4) Market the launch
You may need a press release
A book launch is really a part of your marketing plan. Put your book launch on all of your social media platforms. Add snippets from your planning process, glimpses of your book and what it is about, and if you are able, make a promo video. It is a great idea to contact your local newspaper and ask if they would be interested in doing a story on you. In some instances, you may need to write a press release to send to media.
5) Plan your day
Like a wedding, you will need to have a To Do list, and a program for the day. Think about everything you will need depending on what you want to do in your book launch. Some people like to do a book reading, have art and craft activities, dress-ups for the children, prizes, pantomimes, or have puppets. Think about yourself, the book you are launching, and how you can make it unique in some way. Don’t try and replicate someone else’s but by all means take ideas from others you have seen and like.
* A banner
* Flyers, business cards, bookmarks
* Books (pre-sign to save time) and a pen
* A float/credit card facility (organise a person to handle the money for you on the day so you are free to just sign the books and chat)
* A cake & knife, tablecloth
* Food & drinks (plates, cups etc)
* Your speech
* Public liability insurance (check with venue)

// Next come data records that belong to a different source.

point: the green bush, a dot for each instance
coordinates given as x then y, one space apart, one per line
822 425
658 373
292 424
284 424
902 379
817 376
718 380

You must have some type of speech. Your guests will be in awe of you. Many people would love to write a book but will never. You have! Make sure you explain a little about your book, or read some of it (if it is a picture book then read it all) so they know what it is about, and say anything else that you think would interest your guests. You can have someone interview you, or you can tell a story and then relate it to your book, act out a play… whatever you are comfortable doing. Write a list of who you would like to thank in case you forget someone. Even though writing is a solidary activity, there will be people who helped or supported you, encouraged you or have influenced you in your journey. And if you forget someone who is present, go to them and apologise (I did this on Saturday!) I also suggest that if you suffer from anxiety, practise your speech beforehand.
6) Post about it afterwards.
You’ll be exhausted afterwards, but this is not the end. You need to post on social media photos from the event and tell your followers how they can support you – by purchasing your books, posting reviews and telling people about you.
Then it’s time to get on with more writing!
Jenny Woolsey is an educator, author and speaker, on difference, diversity and difference. She is passionate about advocacy for facial differences, mental illness and inclusive education. Jenny has published five children’s/YA novels on her theme. Through her work, Jenny presents three messages: 1) Just be yourself 2) Embrace your differences 3) Be a victor not a victim. She ultimately wants everyone to feel valued and be accepted for who they are.